Summitt reached the top in sports, then took on a tougher medical foe

Pat Summitt accomplished so much during her 40-plus years as a big-time basketball player and coach, people sometimes forgot all about her being a woman, in a good way.

But when she finally stepped down in April 2012 as the longtime head coach of the University of Tennessee's powerhouse women's team, it was hard not to see her as anything other than a gutsy, generous human being.

Months earlier, Summitt had announced she’d been diagnosed at 59 with early-onset dementia, Alzheimer’s type. It was stunning from someone considered a walking encyclopedia of basketball plays and tactics, a cunning competitor who won a silver medal playing on the 1976 U.S. women’s Olympic squad — then came back and coached the American women to the gold in 1984.

That kicked off a long list of "firsts" and "bests" racked up by college's all-time winningest coach — of a Division I men's or women's team. Her total of 1,098 wins and eight national titles as coach of the Lady Vols landed her at No. 11 (and the only woman) on the Sporting News's ranking of the 50 greatest coaches of all time, in all sports.

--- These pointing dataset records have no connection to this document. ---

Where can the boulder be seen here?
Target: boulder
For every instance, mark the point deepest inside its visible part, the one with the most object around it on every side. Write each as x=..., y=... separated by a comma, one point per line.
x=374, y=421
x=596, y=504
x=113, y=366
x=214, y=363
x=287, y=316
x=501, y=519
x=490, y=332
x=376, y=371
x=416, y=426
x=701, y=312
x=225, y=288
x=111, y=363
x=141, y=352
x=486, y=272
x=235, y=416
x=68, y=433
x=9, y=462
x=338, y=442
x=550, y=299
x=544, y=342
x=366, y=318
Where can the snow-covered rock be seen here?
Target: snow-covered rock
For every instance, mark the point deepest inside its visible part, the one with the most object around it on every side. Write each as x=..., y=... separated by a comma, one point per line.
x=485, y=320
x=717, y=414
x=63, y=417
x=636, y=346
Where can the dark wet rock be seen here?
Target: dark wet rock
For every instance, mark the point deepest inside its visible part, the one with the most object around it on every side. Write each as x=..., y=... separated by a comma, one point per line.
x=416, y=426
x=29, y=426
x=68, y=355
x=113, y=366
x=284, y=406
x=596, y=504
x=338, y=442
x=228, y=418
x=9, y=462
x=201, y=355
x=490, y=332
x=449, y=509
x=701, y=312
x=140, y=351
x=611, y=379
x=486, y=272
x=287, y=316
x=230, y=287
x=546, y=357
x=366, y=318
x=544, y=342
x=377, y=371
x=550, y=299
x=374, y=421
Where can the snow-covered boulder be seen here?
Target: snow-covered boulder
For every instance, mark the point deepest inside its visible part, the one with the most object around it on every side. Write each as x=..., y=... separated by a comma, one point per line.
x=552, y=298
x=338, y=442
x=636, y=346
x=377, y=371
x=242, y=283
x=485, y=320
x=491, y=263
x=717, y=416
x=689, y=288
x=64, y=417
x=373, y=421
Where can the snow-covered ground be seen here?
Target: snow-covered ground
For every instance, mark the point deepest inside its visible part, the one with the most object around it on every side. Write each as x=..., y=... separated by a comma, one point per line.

The Lady Vols made it to the 2012 NCAA tournament's "Elite Eight," fulfilling Summitt's vow not to make her final season a "pity party." And she maintained that focus, releasing a memoir ("Sum It Up") that was moving but not maudlin in discussing basketball, and also her six miscarriages, divorce after 27 years of marriage and more recent struggle with dementia.

In November 2011, Summitt launched her namesake Alzheimer's foundation with her son, Tyler, who was born in 1990 after his mom's water broke while she was on a recruiting trip. They've pledged to raise $2.5 million to support the Pat Summitt Alzheimer's Clinic at the University of Tennessee Medical Center.